La semence qui pousse d'elle-même : Marc 4, 26-34
Autres lectures : Ézéchiel 17, 22-24; Psaume 91(92); 2 Corinthiens 5, 6-10

« Automatiquement », ainsi pourrait être traduit le mot grec automatè que toutes les Bibles de langue française rendent par un prosaïque « d’elle-même » : D’elle-même, la terre produit du fruit (Mc 4, 28). Il est vrai que la formulation « automatiquement, la terre produit du fruit » manque d’élégance, elle n’est pas très « classe » ! Ça ne fait pas sérieux ! Mais quand on découvre, non sans étonnement, que l’expression n’apparaît nulle part ailleurs dans les quatre évangiles, et une seule autre fois dans tout le Nouveau Testament, on se dit qu’il vaut peut-être la peine qu’on s’y arrête.

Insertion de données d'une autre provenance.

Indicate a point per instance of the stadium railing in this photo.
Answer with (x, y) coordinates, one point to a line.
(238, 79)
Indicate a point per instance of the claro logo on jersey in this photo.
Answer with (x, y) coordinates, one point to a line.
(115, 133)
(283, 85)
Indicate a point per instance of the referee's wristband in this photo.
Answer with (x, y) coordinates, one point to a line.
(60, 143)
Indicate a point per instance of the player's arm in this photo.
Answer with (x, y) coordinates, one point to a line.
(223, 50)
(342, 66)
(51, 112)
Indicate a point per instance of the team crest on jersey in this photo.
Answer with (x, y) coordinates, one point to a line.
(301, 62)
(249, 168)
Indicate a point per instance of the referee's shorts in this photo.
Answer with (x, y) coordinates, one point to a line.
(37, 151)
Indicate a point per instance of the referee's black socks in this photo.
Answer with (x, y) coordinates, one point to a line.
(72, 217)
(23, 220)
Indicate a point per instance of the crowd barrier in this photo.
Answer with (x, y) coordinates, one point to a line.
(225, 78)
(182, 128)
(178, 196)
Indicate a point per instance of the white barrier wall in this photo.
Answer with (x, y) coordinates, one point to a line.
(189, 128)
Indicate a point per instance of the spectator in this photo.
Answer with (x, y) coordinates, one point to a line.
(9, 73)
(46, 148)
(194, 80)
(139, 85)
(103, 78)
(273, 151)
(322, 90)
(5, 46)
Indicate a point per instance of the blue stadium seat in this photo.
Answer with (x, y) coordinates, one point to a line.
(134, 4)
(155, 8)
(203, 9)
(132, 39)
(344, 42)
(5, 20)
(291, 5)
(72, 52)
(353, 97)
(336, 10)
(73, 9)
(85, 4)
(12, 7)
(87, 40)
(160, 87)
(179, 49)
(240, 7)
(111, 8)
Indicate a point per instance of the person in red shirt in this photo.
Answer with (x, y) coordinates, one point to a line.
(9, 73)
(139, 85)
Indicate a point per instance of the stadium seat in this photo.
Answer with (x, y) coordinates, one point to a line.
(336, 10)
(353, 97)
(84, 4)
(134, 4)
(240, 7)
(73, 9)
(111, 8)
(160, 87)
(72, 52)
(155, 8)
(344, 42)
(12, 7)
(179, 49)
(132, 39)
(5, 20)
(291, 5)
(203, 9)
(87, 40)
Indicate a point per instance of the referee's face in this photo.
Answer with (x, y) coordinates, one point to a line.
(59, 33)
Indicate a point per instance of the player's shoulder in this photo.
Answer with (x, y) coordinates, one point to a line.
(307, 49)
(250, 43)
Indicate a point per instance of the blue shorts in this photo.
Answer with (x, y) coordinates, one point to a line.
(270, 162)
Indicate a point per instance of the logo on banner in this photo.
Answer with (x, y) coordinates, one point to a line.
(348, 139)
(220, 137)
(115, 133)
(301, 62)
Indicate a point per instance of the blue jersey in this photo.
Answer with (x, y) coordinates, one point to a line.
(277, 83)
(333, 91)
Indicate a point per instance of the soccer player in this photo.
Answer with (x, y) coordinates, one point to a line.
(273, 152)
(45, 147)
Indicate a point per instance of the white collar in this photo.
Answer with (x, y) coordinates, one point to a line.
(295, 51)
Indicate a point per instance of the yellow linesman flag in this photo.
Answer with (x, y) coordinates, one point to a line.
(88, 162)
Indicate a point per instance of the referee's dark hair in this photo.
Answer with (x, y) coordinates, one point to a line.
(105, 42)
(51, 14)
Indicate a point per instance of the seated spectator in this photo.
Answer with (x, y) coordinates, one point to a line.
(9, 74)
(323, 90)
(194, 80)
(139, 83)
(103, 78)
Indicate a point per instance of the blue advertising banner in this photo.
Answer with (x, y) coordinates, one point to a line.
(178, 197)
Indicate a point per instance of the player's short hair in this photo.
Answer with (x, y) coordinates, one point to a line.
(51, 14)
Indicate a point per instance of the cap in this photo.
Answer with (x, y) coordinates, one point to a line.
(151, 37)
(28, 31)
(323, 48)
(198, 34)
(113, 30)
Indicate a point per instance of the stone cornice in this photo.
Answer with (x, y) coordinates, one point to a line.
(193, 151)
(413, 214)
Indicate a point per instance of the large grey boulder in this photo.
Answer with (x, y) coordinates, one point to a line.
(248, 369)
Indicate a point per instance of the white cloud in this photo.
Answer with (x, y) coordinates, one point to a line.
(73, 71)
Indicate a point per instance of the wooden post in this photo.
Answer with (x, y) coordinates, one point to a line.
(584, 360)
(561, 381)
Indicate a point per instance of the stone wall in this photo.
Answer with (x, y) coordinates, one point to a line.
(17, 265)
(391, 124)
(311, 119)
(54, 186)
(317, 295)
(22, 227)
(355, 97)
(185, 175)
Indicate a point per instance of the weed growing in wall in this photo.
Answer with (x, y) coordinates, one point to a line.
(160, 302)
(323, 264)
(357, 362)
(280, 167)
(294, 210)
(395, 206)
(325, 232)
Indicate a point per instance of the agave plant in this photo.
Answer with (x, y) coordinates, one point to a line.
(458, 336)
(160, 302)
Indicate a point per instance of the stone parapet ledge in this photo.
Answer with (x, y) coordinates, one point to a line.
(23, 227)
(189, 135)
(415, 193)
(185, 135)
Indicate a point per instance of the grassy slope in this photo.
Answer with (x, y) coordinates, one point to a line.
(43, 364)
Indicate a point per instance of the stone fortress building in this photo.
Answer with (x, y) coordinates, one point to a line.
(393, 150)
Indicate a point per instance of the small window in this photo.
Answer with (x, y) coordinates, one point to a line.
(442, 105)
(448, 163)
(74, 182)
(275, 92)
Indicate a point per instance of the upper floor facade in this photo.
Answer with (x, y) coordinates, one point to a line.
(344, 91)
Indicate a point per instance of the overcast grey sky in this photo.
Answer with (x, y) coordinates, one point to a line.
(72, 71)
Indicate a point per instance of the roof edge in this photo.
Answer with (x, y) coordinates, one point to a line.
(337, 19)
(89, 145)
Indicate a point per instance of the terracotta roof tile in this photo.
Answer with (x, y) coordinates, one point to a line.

     Des deux paraboles que contient le texte évangélique de ce dimanche, seule la première est propre à Marc (vv. 26-29). La deuxième (vv. 30-32) proviendrait d’un document préévangélique appelé source Q (de l’allemand Quelle) et se trouve aussi chez Matthieu et Luc. 1 C’est là au cœur de cette première parabole, qu’on trouve l’expression automatè que Marc est le seul évangéliste à utiliser. Placé en plein centre du texte original grec, automatè apparaît comme le mot-clé autour duquel pivote toute cette petite parabole. Regardons-la de près.

L’ignorance du semeur

     La parabole parle d’un homme qui, après avoir jeté la semence sur la terre, dort la nuit et se lève le jour : Et qu’il dorme et qu’il soit éveillé, nuit et jour (4, 27). Alors que l’homme retourne à la routine habituelle de ses activités journalières, la semence germe et grandit (4, 27). Comment ? L’évangéliste ajoute aussitôt : Il ne sait pas, lui (4, 27). Quand on y regarde de près, on se rend compte que l’activité de la semence qui « germe et grandit » est encadrée d’une part par l’inactivité du semeur qui dort la nuit et s’éveille le jour et d’autre part par son constat d’ignorance. La seule activité de l’homme aura été de jeter la semence. Le reste ne lui appartient pas. Ça le dépasse totalement. Le texte original grec est sans ambiguïté sur l’ignorance du semeur : Comment ? Il ne le sait pas, lui (4, 27). Suite à un tel constat d’ignorance, l’évangéliste aurait été mal venu de sauter immédiatement à l’étape de la moisson, escamotant ainsi la condition de l’homme. À quoi aurait pu servir une parabole rappelant qu’après avoir semé un jour il faut moissonner plus tard ?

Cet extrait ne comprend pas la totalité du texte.